Three Bottles, One Shop is a series in which we take a peek into a Los Angeles wine shop and ask the owner to pick and describe three great bottles on offer. Have a shop you'd like to see featured? Email firstname.lastname@example.org.
Lincoln Fine Wine has the feel of a wine shop that's been around for ages. The storefront space is crammed with wine – every inch of floor taken up with boxes, every inch of wall crowded with bottles. It's reminiscent of the kinds of stores you'd stumble upon in New York City or Paris, down some old city street, that's been there seemingly since the dawn of time.
But Lincoln opened only in 2008, in what used to be a down-and-out liquor store. Since then it's grown to be a fantastic neighborhood wine shop, with a selection that's impressive in more than one way. In the back of the store, a glassed-in cellar holds bottles from all over the world that a serious wine collector might be thrilled to come across in such a setting (many of them hard to find elsewhere). Out front, the sheer volume of choices, at every conceivable price point, guarantees that you'll find something to your liking. ]
The next evolution in the life of the shop is happening right now, as Lincoln unveils its new tasting bar. The bar, to the back right of the shop, will hold wine tastings, events with winemakers, and give people the chance to sip something new while shopping.
What kinds of things might you be tasting – or buying – at Lincoln these days? We asked wine buyer Matt Miller to choose three bottles he's particularly excited about right now in the Lincoln inventory.
Ramosceto Lacrima di Morro d'Alba: Marche, Italy $13.99
“The Lacrima is unique. It's old world, but at the same time it's fruit-forward with unmistakable notes of baked blueberries, pipe tobacco and bit of plum skin towards the finish. Fruit like that isn't common in Old World wines, which tend to lean more towards earthier notes and brighter red fruit. I thought it would be a good bottle for those die-hard California wine drinkers who have always wanted to test the waters of another country without stepping too far out of their comfort zone, taste-wise.
“We've been carrying the Ramosceto Lacrima di Morro d'Alba for a couple of months now and it has become one of our top selling wines.”
Eric Kent rosé: Sonoma Coast, California $18.99
“When I first saw the Eric Kent rosé I was skeptical. It's a dark, unfiltered, hazy rosé of Pinot Noir. Not at all like the delicate rosés of Southern France. I was amazed by the soft idea of fruit and mineral on the palate, along with the acidic structure. Since we brought it in it has become one of our best-selling rosés.

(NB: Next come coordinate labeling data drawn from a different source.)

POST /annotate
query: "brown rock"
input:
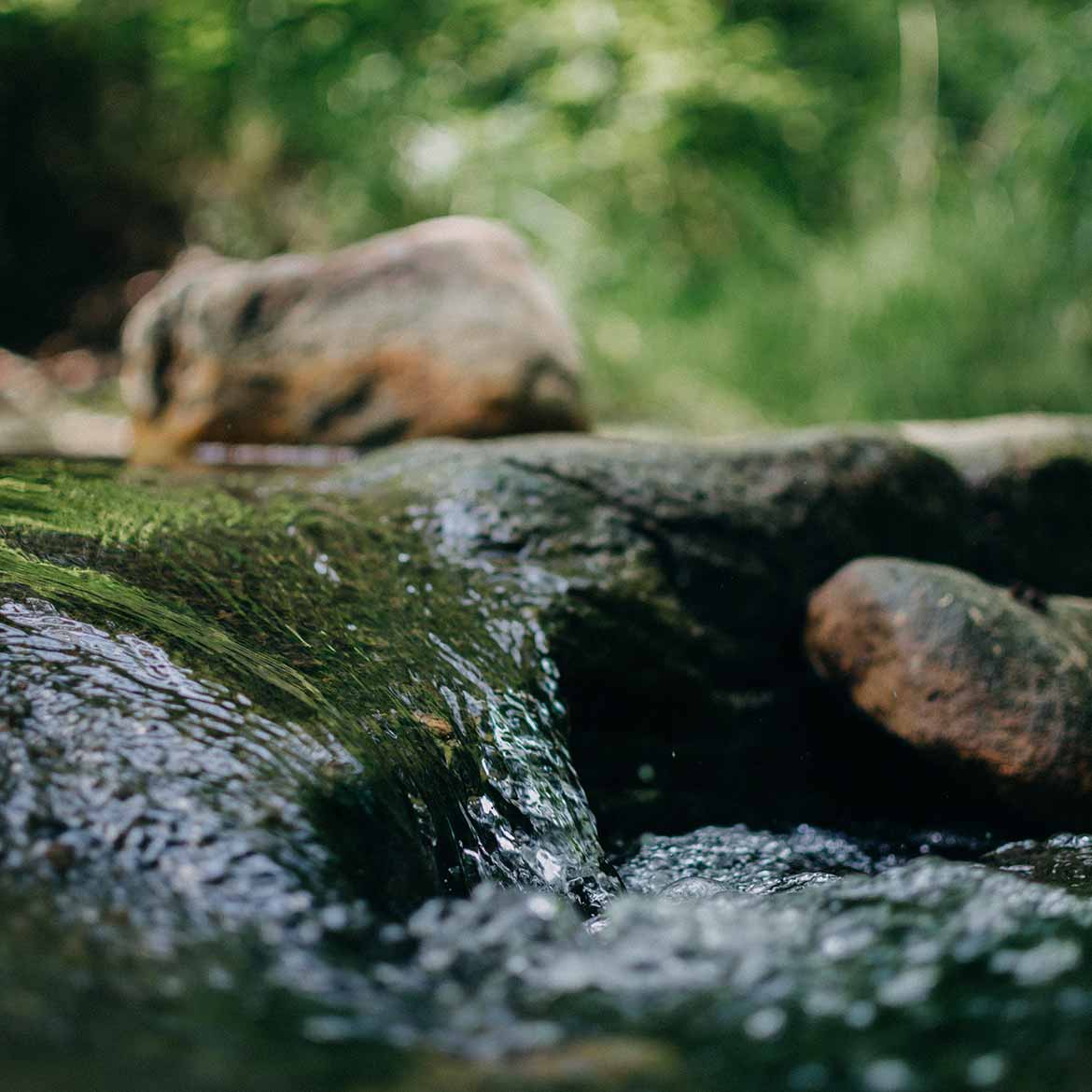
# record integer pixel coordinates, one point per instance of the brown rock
(996, 682)
(441, 329)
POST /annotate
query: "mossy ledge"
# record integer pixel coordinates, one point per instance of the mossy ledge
(424, 648)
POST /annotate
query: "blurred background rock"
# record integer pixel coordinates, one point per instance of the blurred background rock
(760, 212)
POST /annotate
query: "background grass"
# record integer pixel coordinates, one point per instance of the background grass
(785, 211)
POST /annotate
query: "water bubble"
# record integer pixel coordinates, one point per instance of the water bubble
(765, 1023)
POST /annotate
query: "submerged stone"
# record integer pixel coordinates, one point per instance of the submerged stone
(252, 725)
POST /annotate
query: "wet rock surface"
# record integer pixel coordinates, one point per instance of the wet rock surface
(262, 736)
(995, 681)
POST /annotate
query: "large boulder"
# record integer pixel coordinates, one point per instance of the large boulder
(251, 721)
(995, 681)
(442, 329)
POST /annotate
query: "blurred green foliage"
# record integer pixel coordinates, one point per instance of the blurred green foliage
(791, 210)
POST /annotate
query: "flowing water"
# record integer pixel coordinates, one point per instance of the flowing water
(192, 830)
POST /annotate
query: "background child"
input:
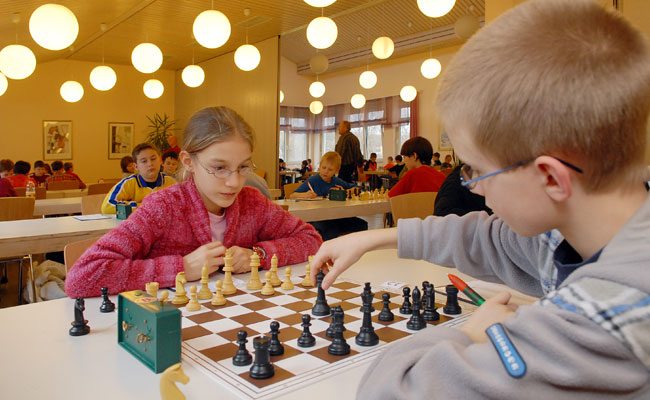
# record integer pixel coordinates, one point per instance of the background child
(534, 103)
(189, 225)
(134, 188)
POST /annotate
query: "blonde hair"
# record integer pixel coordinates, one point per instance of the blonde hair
(554, 77)
(333, 158)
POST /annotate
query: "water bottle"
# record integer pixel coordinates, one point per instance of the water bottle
(30, 189)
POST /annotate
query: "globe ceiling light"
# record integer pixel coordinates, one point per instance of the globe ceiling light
(53, 26)
(383, 47)
(435, 8)
(368, 79)
(71, 91)
(146, 58)
(408, 93)
(193, 76)
(153, 88)
(431, 68)
(358, 101)
(211, 29)
(316, 107)
(17, 61)
(317, 89)
(103, 78)
(322, 32)
(247, 57)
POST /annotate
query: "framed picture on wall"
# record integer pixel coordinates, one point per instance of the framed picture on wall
(57, 140)
(120, 139)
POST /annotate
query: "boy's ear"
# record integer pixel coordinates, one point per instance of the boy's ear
(556, 178)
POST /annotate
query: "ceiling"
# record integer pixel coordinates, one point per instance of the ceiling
(168, 24)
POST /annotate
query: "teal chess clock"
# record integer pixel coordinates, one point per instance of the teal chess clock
(151, 332)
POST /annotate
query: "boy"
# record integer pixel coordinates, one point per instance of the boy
(533, 103)
(134, 188)
(320, 185)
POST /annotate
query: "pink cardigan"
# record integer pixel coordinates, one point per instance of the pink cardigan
(150, 244)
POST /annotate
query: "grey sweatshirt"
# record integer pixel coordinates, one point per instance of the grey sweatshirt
(587, 339)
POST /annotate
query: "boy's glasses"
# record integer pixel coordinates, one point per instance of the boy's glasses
(469, 177)
(224, 173)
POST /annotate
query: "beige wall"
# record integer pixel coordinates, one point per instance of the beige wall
(252, 94)
(30, 101)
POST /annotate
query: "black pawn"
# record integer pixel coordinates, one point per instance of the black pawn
(262, 367)
(430, 313)
(79, 325)
(242, 357)
(452, 307)
(306, 339)
(275, 347)
(107, 304)
(406, 305)
(320, 307)
(416, 322)
(386, 314)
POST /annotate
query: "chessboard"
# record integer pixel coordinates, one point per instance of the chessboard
(209, 336)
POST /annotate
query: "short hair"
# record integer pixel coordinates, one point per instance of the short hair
(420, 146)
(22, 167)
(333, 158)
(551, 77)
(125, 162)
(57, 165)
(141, 147)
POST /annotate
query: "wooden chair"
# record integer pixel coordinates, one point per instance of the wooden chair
(63, 185)
(412, 205)
(100, 188)
(72, 251)
(92, 204)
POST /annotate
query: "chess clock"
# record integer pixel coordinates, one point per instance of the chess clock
(151, 332)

“The label is the first draw to the bottle. It's by an artist named Yellena James. All of the Eric Kent labels are done by up-and-coming artists. I was told that this year there's going to be a group show of all of the artists whose paintings and drawings have been on the bottles over the years.”
Babcock PSI Clone: Sta. Rita Hills, Central Coast, California, $44.99
“We aren't the sort of shop that specializes in only organic, or only small production. We have wine that people want to drink, everything from Highway 29 Napa cabs and chardonnay to DRC [Domaine de la Romanee-Contee].

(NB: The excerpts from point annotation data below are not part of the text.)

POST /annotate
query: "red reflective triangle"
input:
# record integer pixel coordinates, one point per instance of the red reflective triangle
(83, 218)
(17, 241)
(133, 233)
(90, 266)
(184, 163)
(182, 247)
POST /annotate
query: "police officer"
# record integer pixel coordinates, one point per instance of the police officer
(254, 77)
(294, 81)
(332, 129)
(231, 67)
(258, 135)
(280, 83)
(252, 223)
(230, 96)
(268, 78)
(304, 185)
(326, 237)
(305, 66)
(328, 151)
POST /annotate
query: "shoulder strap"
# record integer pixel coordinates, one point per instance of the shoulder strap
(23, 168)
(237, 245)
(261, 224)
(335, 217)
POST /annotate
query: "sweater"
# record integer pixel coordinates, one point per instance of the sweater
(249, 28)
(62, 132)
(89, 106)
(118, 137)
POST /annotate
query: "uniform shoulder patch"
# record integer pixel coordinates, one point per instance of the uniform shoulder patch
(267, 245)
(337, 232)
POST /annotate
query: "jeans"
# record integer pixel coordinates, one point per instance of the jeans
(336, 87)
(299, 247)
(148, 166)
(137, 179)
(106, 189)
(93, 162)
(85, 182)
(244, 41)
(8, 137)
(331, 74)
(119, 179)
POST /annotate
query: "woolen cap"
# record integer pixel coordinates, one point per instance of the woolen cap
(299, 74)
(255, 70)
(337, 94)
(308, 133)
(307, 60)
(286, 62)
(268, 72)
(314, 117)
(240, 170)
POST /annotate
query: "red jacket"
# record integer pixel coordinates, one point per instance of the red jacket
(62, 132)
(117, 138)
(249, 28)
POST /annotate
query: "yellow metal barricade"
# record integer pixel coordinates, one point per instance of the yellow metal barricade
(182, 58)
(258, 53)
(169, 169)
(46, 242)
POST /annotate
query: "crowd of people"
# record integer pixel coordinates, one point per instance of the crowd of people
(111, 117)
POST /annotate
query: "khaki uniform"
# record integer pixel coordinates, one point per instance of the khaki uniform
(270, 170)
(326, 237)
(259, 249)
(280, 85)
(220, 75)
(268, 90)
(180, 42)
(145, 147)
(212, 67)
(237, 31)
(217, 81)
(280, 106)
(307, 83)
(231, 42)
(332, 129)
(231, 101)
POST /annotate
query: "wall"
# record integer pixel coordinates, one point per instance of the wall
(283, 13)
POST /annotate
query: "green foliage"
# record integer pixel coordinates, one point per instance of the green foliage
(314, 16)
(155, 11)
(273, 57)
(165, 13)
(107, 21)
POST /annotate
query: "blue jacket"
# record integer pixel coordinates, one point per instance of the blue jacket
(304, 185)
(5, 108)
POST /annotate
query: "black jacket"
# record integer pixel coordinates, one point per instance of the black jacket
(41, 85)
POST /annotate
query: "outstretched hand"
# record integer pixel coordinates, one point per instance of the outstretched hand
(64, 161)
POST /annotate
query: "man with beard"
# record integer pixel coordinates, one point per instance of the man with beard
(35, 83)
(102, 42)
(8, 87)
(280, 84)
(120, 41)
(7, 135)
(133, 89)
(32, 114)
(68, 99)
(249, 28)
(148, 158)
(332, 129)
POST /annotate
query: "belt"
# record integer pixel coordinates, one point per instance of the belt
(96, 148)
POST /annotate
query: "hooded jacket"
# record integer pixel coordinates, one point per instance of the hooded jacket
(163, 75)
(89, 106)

“We're a very hands on shop. We talk to each customer and offer assistance in selecting wines. Often, the best way to communicate what is so special about a wine to a customer is to tell the story of that particular wine. And Babcock PSI Clone is one of those great stories.
“As the story goes, the vines that grew the fruit for the PSI Clone came from a suitcase-smuggled vine cutting that was stolen by Josh Jensen of Calera from either DRC's Romanee Conti or La Tache. When I explain that a bottle of La Tache can usually run about $3,500 and a bottle of Romanee Conti can go $15,000, the $44.99 suddenly sounds pretty reasonable to try wine made from the same vines.”